Hongzheng Chen,Niansong Zhang,Shaojie Xiang,Zhichen Zeng,Mengjia Dai,Zhiru Zhang
DOI: https://doi.org/10.1145/3656401
2024-04-07
Abstract:Special-purpose hardware accelerators are increasingly pivotal for sustaining performance improvements in emerging applications, especially as the benefits of technology scaling continue to diminish. However, designers currently lack effective tools and methodologies to construct complex, high-performance accelerator architectures in a productive manner. Existing high-level synthesis (HLS) tools often require intrusive source-level changes to attain satisfactory quality of results. Despite the introduction of several new accelerator design languages (ADLs) aiming to enhance or replace HLS, their advantages are more evident in relatively simple applications with a single kernel. Existing ADLs prove less effective for realistic hierarchical designs with multiple kernels, even if the design hierarchy is flattened.

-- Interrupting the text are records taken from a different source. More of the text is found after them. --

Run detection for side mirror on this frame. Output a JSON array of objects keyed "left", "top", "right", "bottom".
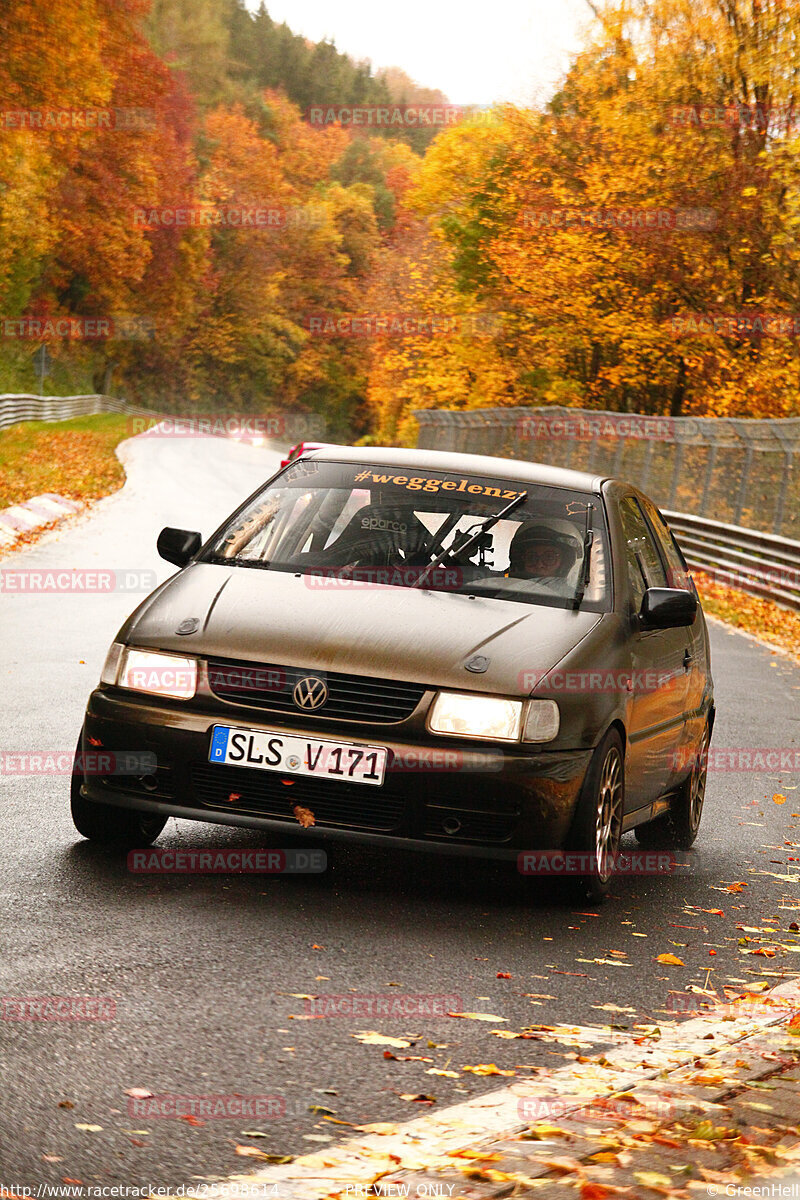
[
  {"left": 639, "top": 587, "right": 697, "bottom": 630},
  {"left": 157, "top": 527, "right": 202, "bottom": 568}
]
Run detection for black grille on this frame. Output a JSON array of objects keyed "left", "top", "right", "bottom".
[
  {"left": 207, "top": 658, "right": 427, "bottom": 724},
  {"left": 191, "top": 762, "right": 406, "bottom": 831}
]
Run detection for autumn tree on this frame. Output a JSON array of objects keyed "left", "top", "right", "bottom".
[{"left": 396, "top": 0, "right": 800, "bottom": 424}]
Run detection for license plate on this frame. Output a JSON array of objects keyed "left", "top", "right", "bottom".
[{"left": 208, "top": 726, "right": 387, "bottom": 786}]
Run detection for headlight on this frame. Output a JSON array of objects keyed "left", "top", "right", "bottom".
[
  {"left": 428, "top": 692, "right": 523, "bottom": 741},
  {"left": 522, "top": 700, "right": 560, "bottom": 743},
  {"left": 117, "top": 648, "right": 197, "bottom": 700}
]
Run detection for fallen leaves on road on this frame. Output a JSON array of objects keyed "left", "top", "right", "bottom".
[
  {"left": 352, "top": 1030, "right": 412, "bottom": 1047},
  {"left": 398, "top": 1093, "right": 435, "bottom": 1104},
  {"left": 235, "top": 1145, "right": 293, "bottom": 1162},
  {"left": 461, "top": 1063, "right": 515, "bottom": 1076},
  {"left": 124, "top": 1087, "right": 153, "bottom": 1099},
  {"left": 447, "top": 1011, "right": 506, "bottom": 1021},
  {"left": 74, "top": 1124, "right": 102, "bottom": 1132},
  {"left": 633, "top": 1170, "right": 672, "bottom": 1188},
  {"left": 693, "top": 570, "right": 800, "bottom": 662},
  {"left": 656, "top": 953, "right": 685, "bottom": 966},
  {"left": 383, "top": 1050, "right": 433, "bottom": 1062},
  {"left": 448, "top": 1150, "right": 504, "bottom": 1162}
]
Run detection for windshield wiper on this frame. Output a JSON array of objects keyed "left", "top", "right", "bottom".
[
  {"left": 571, "top": 503, "right": 594, "bottom": 611},
  {"left": 412, "top": 491, "right": 528, "bottom": 589}
]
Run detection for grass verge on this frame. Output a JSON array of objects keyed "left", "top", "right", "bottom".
[
  {"left": 694, "top": 569, "right": 800, "bottom": 663},
  {"left": 0, "top": 414, "right": 132, "bottom": 509}
]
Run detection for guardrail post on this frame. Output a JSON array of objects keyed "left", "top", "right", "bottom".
[
  {"left": 774, "top": 450, "right": 794, "bottom": 536},
  {"left": 733, "top": 445, "right": 754, "bottom": 526},
  {"left": 639, "top": 439, "right": 655, "bottom": 491},
  {"left": 700, "top": 442, "right": 718, "bottom": 514},
  {"left": 668, "top": 442, "right": 685, "bottom": 508}
]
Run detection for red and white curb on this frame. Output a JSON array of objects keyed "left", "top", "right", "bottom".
[
  {"left": 187, "top": 980, "right": 800, "bottom": 1199},
  {"left": 0, "top": 493, "right": 82, "bottom": 547}
]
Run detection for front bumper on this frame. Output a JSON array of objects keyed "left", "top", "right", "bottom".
[{"left": 79, "top": 688, "right": 593, "bottom": 860}]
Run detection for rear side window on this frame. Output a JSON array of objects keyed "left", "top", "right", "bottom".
[
  {"left": 618, "top": 496, "right": 667, "bottom": 607},
  {"left": 638, "top": 496, "right": 694, "bottom": 591}
]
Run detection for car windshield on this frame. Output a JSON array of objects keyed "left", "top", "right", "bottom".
[{"left": 202, "top": 459, "right": 611, "bottom": 611}]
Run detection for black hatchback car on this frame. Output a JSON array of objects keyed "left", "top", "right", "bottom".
[{"left": 71, "top": 447, "right": 714, "bottom": 899}]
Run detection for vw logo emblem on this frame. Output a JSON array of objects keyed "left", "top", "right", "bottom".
[{"left": 293, "top": 675, "right": 328, "bottom": 710}]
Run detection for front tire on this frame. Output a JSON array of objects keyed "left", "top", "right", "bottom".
[
  {"left": 566, "top": 729, "right": 625, "bottom": 903},
  {"left": 71, "top": 734, "right": 167, "bottom": 847}
]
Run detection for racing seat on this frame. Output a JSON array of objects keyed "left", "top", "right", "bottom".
[{"left": 319, "top": 503, "right": 432, "bottom": 569}]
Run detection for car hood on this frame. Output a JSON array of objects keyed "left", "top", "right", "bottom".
[{"left": 123, "top": 564, "right": 603, "bottom": 696}]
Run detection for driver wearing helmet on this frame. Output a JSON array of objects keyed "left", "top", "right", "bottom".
[{"left": 507, "top": 521, "right": 583, "bottom": 596}]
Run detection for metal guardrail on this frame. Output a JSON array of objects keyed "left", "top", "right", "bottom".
[
  {"left": 664, "top": 510, "right": 800, "bottom": 612},
  {"left": 414, "top": 406, "right": 800, "bottom": 540},
  {"left": 0, "top": 393, "right": 137, "bottom": 432}
]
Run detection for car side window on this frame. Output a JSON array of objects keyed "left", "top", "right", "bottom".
[
  {"left": 618, "top": 496, "right": 667, "bottom": 608},
  {"left": 638, "top": 497, "right": 694, "bottom": 591}
]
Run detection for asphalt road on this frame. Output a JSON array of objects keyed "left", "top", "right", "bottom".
[{"left": 1, "top": 433, "right": 800, "bottom": 1189}]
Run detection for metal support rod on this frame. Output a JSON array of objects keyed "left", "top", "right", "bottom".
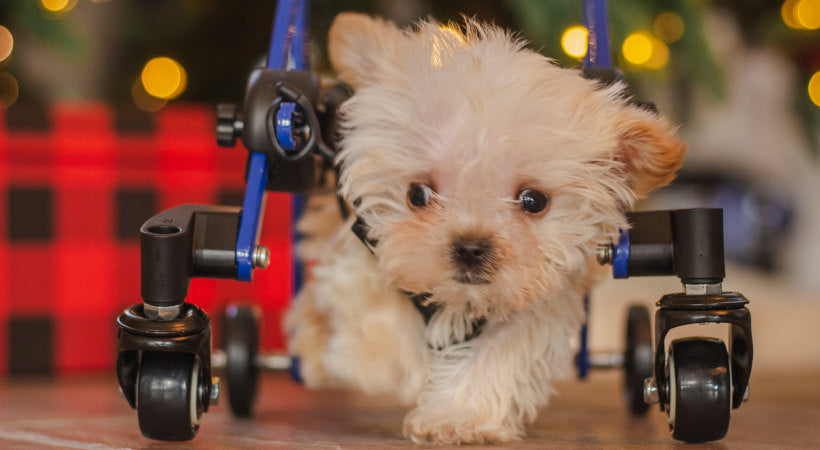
[
  {"left": 584, "top": 0, "right": 612, "bottom": 68},
  {"left": 236, "top": 0, "right": 311, "bottom": 283},
  {"left": 236, "top": 153, "right": 270, "bottom": 281}
]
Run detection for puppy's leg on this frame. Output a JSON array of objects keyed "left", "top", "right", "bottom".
[
  {"left": 285, "top": 193, "right": 347, "bottom": 387},
  {"left": 403, "top": 302, "right": 580, "bottom": 444},
  {"left": 284, "top": 281, "right": 339, "bottom": 388},
  {"left": 313, "top": 236, "right": 427, "bottom": 402},
  {"left": 289, "top": 231, "right": 428, "bottom": 400}
]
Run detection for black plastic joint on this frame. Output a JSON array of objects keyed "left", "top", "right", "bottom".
[
  {"left": 216, "top": 103, "right": 241, "bottom": 147},
  {"left": 140, "top": 205, "right": 241, "bottom": 307},
  {"left": 192, "top": 210, "right": 241, "bottom": 278},
  {"left": 672, "top": 208, "right": 725, "bottom": 284},
  {"left": 625, "top": 210, "right": 674, "bottom": 277},
  {"left": 623, "top": 208, "right": 725, "bottom": 284},
  {"left": 241, "top": 68, "right": 319, "bottom": 156}
]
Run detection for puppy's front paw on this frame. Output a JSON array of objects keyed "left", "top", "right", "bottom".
[
  {"left": 403, "top": 409, "right": 521, "bottom": 445},
  {"left": 284, "top": 297, "right": 336, "bottom": 388}
]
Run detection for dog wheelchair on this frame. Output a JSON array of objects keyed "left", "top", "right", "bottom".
[{"left": 115, "top": 0, "right": 752, "bottom": 443}]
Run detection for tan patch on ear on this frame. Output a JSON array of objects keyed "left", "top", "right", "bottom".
[
  {"left": 616, "top": 108, "right": 686, "bottom": 198},
  {"left": 328, "top": 13, "right": 406, "bottom": 89}
]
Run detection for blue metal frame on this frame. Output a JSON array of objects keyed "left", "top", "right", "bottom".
[
  {"left": 612, "top": 230, "right": 630, "bottom": 279},
  {"left": 576, "top": 295, "right": 591, "bottom": 378},
  {"left": 275, "top": 102, "right": 298, "bottom": 150},
  {"left": 236, "top": 153, "right": 271, "bottom": 281},
  {"left": 236, "top": 0, "right": 310, "bottom": 281},
  {"left": 577, "top": 0, "right": 612, "bottom": 378},
  {"left": 583, "top": 0, "right": 612, "bottom": 68}
]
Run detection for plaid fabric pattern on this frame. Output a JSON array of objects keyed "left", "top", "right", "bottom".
[{"left": 1, "top": 102, "right": 293, "bottom": 375}]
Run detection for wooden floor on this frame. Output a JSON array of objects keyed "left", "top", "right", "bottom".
[
  {"left": 2, "top": 263, "right": 818, "bottom": 448},
  {"left": 0, "top": 368, "right": 817, "bottom": 449}
]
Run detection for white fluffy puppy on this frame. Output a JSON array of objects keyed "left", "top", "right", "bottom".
[{"left": 286, "top": 13, "right": 685, "bottom": 444}]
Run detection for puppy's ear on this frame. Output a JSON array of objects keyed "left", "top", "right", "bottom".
[
  {"left": 328, "top": 13, "right": 407, "bottom": 89},
  {"left": 615, "top": 105, "right": 686, "bottom": 198}
]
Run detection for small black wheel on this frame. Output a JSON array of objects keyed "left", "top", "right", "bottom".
[
  {"left": 137, "top": 352, "right": 203, "bottom": 441},
  {"left": 624, "top": 305, "right": 653, "bottom": 415},
  {"left": 667, "top": 337, "right": 731, "bottom": 443},
  {"left": 222, "top": 303, "right": 261, "bottom": 417}
]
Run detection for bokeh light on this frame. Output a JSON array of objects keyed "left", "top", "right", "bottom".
[
  {"left": 784, "top": 0, "right": 820, "bottom": 29},
  {"left": 782, "top": 0, "right": 802, "bottom": 28},
  {"left": 644, "top": 39, "right": 670, "bottom": 70},
  {"left": 132, "top": 78, "right": 167, "bottom": 112},
  {"left": 796, "top": 0, "right": 820, "bottom": 29},
  {"left": 622, "top": 32, "right": 653, "bottom": 66},
  {"left": 40, "top": 0, "right": 77, "bottom": 14},
  {"left": 0, "top": 26, "right": 13, "bottom": 63},
  {"left": 561, "top": 25, "right": 588, "bottom": 59},
  {"left": 140, "top": 57, "right": 187, "bottom": 100},
  {"left": 809, "top": 71, "right": 820, "bottom": 107},
  {"left": 654, "top": 12, "right": 685, "bottom": 43},
  {"left": 0, "top": 72, "right": 19, "bottom": 109}
]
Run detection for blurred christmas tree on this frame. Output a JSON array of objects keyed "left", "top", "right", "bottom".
[{"left": 0, "top": 0, "right": 817, "bottom": 155}]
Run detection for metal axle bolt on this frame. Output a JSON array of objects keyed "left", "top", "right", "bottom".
[
  {"left": 643, "top": 377, "right": 659, "bottom": 404},
  {"left": 143, "top": 303, "right": 181, "bottom": 320},
  {"left": 683, "top": 282, "right": 723, "bottom": 295},
  {"left": 597, "top": 244, "right": 613, "bottom": 265},
  {"left": 252, "top": 245, "right": 271, "bottom": 269}
]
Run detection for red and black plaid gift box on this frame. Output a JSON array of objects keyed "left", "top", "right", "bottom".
[{"left": 0, "top": 102, "right": 293, "bottom": 376}]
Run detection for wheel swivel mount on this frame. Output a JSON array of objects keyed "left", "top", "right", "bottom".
[{"left": 599, "top": 208, "right": 753, "bottom": 443}]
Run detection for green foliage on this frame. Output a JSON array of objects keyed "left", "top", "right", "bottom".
[
  {"left": 6, "top": 1, "right": 84, "bottom": 58},
  {"left": 1, "top": 0, "right": 815, "bottom": 156},
  {"left": 505, "top": 0, "right": 724, "bottom": 101}
]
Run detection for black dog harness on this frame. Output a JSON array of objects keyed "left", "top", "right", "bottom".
[{"left": 351, "top": 215, "right": 486, "bottom": 346}]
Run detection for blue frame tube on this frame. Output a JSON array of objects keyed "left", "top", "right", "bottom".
[
  {"left": 236, "top": 153, "right": 271, "bottom": 281},
  {"left": 267, "top": 0, "right": 309, "bottom": 71},
  {"left": 289, "top": 0, "right": 310, "bottom": 293},
  {"left": 237, "top": 0, "right": 310, "bottom": 281},
  {"left": 577, "top": 0, "right": 611, "bottom": 377},
  {"left": 583, "top": 0, "right": 612, "bottom": 68}
]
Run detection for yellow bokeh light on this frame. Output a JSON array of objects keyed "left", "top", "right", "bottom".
[
  {"left": 809, "top": 71, "right": 820, "bottom": 107},
  {"left": 561, "top": 25, "right": 588, "bottom": 59},
  {"left": 0, "top": 26, "right": 13, "bottom": 63},
  {"left": 40, "top": 0, "right": 76, "bottom": 13},
  {"left": 0, "top": 72, "right": 19, "bottom": 109},
  {"left": 796, "top": 0, "right": 820, "bottom": 29},
  {"left": 654, "top": 12, "right": 685, "bottom": 43},
  {"left": 645, "top": 38, "right": 670, "bottom": 70},
  {"left": 622, "top": 32, "right": 654, "bottom": 66},
  {"left": 141, "top": 57, "right": 187, "bottom": 100},
  {"left": 132, "top": 78, "right": 167, "bottom": 112},
  {"left": 782, "top": 0, "right": 802, "bottom": 28}
]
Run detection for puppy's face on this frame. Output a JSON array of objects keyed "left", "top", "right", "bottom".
[{"left": 329, "top": 14, "right": 685, "bottom": 315}]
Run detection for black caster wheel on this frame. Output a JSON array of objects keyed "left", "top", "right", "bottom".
[
  {"left": 137, "top": 351, "right": 204, "bottom": 441},
  {"left": 624, "top": 305, "right": 652, "bottom": 415},
  {"left": 667, "top": 337, "right": 731, "bottom": 443},
  {"left": 222, "top": 303, "right": 261, "bottom": 417}
]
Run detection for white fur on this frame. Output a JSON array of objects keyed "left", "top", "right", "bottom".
[{"left": 286, "top": 14, "right": 685, "bottom": 444}]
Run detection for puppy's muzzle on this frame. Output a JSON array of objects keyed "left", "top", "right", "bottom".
[{"left": 451, "top": 236, "right": 495, "bottom": 284}]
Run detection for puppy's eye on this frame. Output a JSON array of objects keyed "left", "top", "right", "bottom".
[
  {"left": 408, "top": 183, "right": 434, "bottom": 207},
  {"left": 517, "top": 189, "right": 550, "bottom": 214}
]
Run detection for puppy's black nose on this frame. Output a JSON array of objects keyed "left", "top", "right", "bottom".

Programming Languages,Hardware Architecture,Machine Learning
What problem does this paper attempt to address?
The problems that this paper attempts to solve mainly focus on two aspects: 1. **Balancing Manual Control and Automated Compilation Optimization**: - In current hardware accelerator designs, although manually creating high - performance kernels can achieve high efficiency, it requires a great deal of manual effort for design and verification. These kernels usually depend on specific data types and function signatures, which limits their adaptability to rapidly evolving applications and hardware advancements. - Automated compilation techniques such as polyhedral compilation can generate on - chip buffers, stream data - flow architectures, or systolic arrays from simple C/C++ code. However, these tools usually do not provide sufficient control to explore different performance/cost trade - offs and customize the memory hierarchy and communication schemes to adapt to new applications. 2. **Transition from Single - Kernel Optimization to Complex Multi - Kernel Accelerator Design**: - Existing hardware design languages (ADLs) mainly focus on optimizing individual application kernels, such as convolution and matrix multiplication. For real - world multi - kernel applications, these ADLs tend to generate flattened monolithic designs, ignoring the problems of interface incompatibility or optimization conflicts that may be brought about by the combination between different kernels. This lack of support for composability impairs modularity, debuggability, and often leads to sub - optimal performance. To solve these problems, the paper proposes Allo, a composable programming model for efficient spatial accelerator design. The main design principles of Allo include providing decoupled hardware customization primitives, modularizing the accelerator design process, and promoting type - safe combination of individual components. Through these methods, Allo aims to improve the productivity and maintainability of developing high - performance accelerators.